Presence/health-first ordering makes sense (most relay-specific, and it's the DD-014 voter input + DD-013 board-variance surface that the standard transport traits don't cover). When you ping with the cut trait surface, jess builds the RT1176 side against it: the embedded-hal-async impl as the HAL wasm component (SVD→svd2rust→PAC register logic + DMA/completion-IRQ→wake) plus the bottom TCB host iface synth seams in — exercised on the Renode RT1176 model first (REQ-PIX-005, hermetic CI), then real board. Go.

[avrabe]

[jess integrator side — relay-hal v1 received + verified green through jess's chain]

Saw falcon-v1.81.0 land with relay-hal v1 (Presence/health + PwmOut/AdcIn, Kani-verified). Pulled it and ran jess's per-piece gate on the sha256-verified released falcon-flight-v1.81.wasm:

• SIL PASS — run-stabilization 0.0234 rad (< 0.1), kiln == wasmtime exactly.
• Forward chain GREEN — meld fuse → loom → synth Cortex-M ELF all produced.
• Loud-skip inventory = 3 of 18, all #369 hard-float (F32Load×2 + F32Const). Bulk-mem clean (0 memory.copy/memory.fill on released + fused + loomed) — so #374 stays resolved on v1.81/synth v0.11.50, and #369 hard-float is the sole remaining unlowered op-class in the control core.

So the relay-hal v1 surface is good on jess's side. Logged as AFD-024 evidence + results/jess-build-falcon-v1.81.0.xml.

When you cut the transport traits (SpiDevice/I2c re-target of falcon-imu-icm42688 + falcon-baromag), ping here and jess starts the RT1176 embedded-hal-async HAL wasm component against that surface — exercised on the Renode RT1176 model first (REQ-PIX-005, hermetic CI), then the connected board. No blockers on jess's side.

[avrabe]

[jess integrator side — transport cut received + verified; jess starting the RT1176 HAL]

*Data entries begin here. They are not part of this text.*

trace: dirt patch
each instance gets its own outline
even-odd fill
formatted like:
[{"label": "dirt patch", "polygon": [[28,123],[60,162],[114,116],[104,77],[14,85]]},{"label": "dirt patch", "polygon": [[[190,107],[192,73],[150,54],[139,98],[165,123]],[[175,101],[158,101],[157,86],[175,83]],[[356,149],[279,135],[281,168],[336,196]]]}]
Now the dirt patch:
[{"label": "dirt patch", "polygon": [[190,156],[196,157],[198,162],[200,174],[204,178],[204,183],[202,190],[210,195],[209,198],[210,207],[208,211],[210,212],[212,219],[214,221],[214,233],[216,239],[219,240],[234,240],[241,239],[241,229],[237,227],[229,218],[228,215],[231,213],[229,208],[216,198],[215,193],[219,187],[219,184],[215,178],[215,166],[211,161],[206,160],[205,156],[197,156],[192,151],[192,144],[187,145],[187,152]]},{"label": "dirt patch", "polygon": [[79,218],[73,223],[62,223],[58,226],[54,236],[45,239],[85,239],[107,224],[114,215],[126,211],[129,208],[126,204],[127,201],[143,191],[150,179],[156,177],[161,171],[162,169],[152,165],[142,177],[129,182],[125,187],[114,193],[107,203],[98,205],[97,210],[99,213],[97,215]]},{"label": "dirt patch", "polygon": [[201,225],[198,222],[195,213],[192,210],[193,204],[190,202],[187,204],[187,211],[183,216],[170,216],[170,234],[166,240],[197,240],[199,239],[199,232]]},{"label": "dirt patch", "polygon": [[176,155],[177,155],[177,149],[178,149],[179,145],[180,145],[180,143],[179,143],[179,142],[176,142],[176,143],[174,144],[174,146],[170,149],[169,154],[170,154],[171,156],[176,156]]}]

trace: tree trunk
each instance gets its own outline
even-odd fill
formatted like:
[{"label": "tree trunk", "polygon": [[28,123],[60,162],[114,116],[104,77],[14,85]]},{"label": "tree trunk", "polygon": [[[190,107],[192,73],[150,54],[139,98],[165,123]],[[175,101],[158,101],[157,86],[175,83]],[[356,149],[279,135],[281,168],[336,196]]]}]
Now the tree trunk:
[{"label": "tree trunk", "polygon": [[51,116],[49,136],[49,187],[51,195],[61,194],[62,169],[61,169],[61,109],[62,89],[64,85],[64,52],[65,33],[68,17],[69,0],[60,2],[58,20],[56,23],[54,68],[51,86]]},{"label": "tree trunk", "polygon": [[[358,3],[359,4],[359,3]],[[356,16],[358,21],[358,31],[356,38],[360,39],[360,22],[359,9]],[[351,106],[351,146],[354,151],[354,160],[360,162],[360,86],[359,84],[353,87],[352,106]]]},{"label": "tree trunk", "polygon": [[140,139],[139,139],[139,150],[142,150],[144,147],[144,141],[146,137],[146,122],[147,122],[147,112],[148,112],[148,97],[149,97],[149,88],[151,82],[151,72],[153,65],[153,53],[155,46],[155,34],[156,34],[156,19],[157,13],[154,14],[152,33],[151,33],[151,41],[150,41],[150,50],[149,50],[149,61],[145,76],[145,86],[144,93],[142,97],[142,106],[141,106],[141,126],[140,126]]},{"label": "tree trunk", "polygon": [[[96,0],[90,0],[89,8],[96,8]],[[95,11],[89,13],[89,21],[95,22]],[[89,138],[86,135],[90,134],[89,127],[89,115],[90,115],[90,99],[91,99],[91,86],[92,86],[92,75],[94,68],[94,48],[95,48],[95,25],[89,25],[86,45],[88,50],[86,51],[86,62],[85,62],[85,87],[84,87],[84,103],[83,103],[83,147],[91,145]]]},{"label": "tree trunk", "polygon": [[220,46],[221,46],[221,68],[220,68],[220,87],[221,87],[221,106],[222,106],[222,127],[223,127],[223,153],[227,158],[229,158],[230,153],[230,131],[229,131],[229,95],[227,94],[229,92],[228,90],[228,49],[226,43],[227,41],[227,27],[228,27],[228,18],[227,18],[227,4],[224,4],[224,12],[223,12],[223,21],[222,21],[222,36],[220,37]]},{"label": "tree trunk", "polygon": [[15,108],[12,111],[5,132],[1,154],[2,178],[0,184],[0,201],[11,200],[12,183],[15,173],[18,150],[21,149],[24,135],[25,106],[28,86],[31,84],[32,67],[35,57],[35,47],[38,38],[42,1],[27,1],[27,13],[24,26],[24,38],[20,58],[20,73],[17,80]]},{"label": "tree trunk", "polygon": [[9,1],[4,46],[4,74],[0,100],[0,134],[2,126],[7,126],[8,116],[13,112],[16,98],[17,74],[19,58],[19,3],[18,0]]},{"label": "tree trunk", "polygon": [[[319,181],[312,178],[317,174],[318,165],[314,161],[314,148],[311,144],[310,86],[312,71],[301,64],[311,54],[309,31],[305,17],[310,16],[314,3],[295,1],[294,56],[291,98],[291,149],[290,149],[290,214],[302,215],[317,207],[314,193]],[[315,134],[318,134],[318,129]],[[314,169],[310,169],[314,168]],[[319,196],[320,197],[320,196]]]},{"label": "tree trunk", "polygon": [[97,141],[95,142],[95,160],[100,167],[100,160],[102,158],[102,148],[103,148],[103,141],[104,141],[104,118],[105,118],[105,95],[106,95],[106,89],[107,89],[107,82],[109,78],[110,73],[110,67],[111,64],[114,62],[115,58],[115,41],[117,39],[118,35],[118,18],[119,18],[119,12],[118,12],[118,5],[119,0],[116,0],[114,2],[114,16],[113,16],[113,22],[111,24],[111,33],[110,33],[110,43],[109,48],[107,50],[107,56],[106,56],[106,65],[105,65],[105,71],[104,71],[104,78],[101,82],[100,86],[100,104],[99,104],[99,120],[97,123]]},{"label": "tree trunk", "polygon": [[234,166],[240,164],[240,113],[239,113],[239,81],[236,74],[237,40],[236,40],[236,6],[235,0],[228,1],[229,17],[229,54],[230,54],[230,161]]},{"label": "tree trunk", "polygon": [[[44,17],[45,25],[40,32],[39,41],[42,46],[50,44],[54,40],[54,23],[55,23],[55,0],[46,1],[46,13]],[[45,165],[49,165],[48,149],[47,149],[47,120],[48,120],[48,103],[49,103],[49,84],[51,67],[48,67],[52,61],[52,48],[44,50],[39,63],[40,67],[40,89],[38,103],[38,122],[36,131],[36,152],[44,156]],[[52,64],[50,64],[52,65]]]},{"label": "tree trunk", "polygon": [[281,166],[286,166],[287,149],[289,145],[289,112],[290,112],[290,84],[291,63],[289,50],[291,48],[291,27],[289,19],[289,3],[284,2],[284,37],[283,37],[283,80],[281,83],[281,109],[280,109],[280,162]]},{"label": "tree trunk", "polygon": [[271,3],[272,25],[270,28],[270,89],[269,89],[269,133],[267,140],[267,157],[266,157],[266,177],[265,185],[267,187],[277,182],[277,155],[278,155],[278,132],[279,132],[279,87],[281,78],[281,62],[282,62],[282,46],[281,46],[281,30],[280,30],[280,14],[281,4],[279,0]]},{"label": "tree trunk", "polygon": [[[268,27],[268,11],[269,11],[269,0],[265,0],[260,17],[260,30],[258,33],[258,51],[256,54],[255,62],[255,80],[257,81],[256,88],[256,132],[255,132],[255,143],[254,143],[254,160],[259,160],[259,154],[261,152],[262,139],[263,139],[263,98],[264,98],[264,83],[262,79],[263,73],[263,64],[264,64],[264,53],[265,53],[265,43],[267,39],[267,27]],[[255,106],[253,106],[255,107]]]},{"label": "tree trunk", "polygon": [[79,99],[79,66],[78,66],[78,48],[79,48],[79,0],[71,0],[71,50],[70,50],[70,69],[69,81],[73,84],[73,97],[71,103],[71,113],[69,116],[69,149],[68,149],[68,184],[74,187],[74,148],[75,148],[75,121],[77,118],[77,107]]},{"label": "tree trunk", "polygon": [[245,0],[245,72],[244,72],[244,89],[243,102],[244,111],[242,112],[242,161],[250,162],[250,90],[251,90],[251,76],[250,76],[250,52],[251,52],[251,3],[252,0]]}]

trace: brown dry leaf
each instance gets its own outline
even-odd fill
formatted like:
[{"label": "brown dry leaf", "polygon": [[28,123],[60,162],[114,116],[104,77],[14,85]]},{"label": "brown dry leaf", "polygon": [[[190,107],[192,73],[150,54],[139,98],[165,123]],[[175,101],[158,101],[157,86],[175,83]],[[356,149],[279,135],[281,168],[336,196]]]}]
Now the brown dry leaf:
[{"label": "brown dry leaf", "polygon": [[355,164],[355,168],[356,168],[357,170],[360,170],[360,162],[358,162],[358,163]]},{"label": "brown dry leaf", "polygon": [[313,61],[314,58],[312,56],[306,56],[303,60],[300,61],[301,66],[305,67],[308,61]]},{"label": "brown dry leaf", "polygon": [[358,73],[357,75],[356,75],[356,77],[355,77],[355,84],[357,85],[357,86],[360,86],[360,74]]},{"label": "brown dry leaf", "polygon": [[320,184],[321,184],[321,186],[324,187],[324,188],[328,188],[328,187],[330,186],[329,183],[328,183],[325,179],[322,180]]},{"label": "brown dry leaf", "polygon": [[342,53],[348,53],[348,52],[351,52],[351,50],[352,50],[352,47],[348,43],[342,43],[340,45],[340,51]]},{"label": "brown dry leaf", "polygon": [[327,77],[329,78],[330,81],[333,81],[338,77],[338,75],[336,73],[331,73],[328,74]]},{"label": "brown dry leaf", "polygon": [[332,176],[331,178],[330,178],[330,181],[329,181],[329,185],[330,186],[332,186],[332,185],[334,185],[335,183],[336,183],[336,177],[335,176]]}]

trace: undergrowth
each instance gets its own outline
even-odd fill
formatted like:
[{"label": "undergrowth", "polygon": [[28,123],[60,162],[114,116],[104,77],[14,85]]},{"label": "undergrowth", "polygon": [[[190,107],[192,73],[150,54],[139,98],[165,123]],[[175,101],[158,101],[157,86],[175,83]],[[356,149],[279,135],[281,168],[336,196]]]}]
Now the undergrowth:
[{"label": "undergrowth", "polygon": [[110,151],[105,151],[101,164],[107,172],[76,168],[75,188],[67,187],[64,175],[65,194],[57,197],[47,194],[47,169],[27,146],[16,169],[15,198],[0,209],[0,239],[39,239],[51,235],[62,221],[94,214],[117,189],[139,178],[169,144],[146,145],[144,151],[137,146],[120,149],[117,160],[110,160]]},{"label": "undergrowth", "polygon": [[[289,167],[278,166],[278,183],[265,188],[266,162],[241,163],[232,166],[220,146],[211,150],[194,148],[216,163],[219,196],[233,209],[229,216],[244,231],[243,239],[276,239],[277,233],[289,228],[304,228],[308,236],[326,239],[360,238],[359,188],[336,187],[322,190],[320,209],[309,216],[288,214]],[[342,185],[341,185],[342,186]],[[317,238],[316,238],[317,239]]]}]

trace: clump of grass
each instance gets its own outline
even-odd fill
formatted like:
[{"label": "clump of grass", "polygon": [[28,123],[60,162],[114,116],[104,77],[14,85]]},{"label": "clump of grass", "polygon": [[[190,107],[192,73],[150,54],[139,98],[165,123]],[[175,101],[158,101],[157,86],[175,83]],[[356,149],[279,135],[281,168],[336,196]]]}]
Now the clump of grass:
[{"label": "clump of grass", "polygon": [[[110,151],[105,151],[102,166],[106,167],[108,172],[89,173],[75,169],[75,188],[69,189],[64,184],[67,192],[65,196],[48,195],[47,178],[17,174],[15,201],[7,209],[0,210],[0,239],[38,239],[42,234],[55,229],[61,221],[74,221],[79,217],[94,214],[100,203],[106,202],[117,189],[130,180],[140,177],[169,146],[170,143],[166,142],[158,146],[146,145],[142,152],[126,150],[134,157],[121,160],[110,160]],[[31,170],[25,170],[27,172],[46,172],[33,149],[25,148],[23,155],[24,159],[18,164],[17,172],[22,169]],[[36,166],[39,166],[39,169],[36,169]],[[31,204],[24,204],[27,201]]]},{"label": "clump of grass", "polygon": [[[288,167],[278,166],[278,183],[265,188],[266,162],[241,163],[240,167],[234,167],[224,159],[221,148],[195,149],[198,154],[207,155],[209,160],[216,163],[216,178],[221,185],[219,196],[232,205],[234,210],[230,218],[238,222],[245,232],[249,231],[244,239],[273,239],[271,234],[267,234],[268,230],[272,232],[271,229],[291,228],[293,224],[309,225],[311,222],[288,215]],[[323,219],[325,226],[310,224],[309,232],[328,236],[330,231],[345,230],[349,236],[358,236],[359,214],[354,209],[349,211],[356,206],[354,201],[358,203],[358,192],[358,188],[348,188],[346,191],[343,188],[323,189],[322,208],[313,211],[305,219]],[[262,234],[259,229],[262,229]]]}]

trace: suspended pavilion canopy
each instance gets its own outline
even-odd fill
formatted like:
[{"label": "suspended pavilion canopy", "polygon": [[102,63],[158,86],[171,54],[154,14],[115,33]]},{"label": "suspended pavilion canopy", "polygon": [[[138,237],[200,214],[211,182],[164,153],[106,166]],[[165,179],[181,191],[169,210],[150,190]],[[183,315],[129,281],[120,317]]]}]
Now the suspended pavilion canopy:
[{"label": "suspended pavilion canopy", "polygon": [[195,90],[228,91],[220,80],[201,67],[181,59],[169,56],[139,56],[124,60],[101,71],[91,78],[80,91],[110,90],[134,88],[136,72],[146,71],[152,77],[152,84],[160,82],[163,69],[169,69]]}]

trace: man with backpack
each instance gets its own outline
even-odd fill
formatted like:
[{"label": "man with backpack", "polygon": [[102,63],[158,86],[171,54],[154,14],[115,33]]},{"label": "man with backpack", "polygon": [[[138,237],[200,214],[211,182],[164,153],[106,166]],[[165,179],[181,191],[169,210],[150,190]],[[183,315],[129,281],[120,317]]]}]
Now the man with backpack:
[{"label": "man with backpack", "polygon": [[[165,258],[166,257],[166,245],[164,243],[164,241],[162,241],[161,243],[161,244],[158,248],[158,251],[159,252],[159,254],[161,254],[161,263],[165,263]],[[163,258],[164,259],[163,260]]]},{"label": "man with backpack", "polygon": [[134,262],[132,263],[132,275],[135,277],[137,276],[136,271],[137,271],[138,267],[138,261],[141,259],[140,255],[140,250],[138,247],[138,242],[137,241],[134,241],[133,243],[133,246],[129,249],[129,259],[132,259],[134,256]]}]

Saw falcon-v1.82.0 = falcon-imu-icm42688 anchored on embedded-hal-async SpiDevice (#217). Ran jess's per-piece gate on the sha256-verified released wasm:

• SIL PASS — run-stabilization 0.0234 rad, run-position-hold 0.1317 m, kiln == wasmtime.
• Forward chain GREEN (meld → loom → synth Cortex-M ELF).
• Skip inventory on current synth 0.11.50 = 3/18, all #369 hard-float — bulk-mem clean, no new skips from the SpiDevice re-target.

So the IMU transport re-target lands clean on jess's side. jess is starting the RT1176 embedded-hal-async HAL wasm component against this surface: SpiDevice/SpiBus over LPSPI (SVD→svd2rust→PAC register logic + eDMA + completion-IRQ→wake), kiln-async executor, exercised on the Renode RT1176 model first (REQ-PIX-005, hermetic CI) then the connected board. When falcon-baromag re-targets to I2c, ping and jess wires that bus too. No blockers on jess's side.

(Tangential: kiln v0.3.4 carries the #339 no-alloc fix — gust's last scheduler-substrate precondition is now cleared on a released artifact.)

[avrabe]

[jess integrator side — baromag I2c cut received; transport surface complete on jess's side]

Saw falcon-v1.83.0 = baromag on embedded-hal-async I2c (+ relay-bus inter-core carrier #177, sigil hygiene). Per-piece gate on the released wasm: GREEN, SIL PASS (kiln==wasmtime), skip inventory unchanged (3/18, all #369 hard-float; bulk-mem clean — the I2c + relay-bus add no new unlowered op-class).

So both transport traits are now cut on your side: SpiDevice (IMU, v1.82) + I2c (baromag, v1.83). jess is building the RT1176 embedded-hal-async HAL wasm component against that surface — SpiDevice/SpiBus over LPSPI + I2c over LPI2C (SVD→svd2rust→PAC + eDMA + completion-IRQ→wake), kiln-async executor, Renode RT1176 model first (REQ-PIX-005) then board. Noted the relay-bus carrier for the M7↔M4 / FMU↔IO inter-core link (#177) — that maps to DD-009; will pick it up when the on-die path is active. No blockers on jess's side.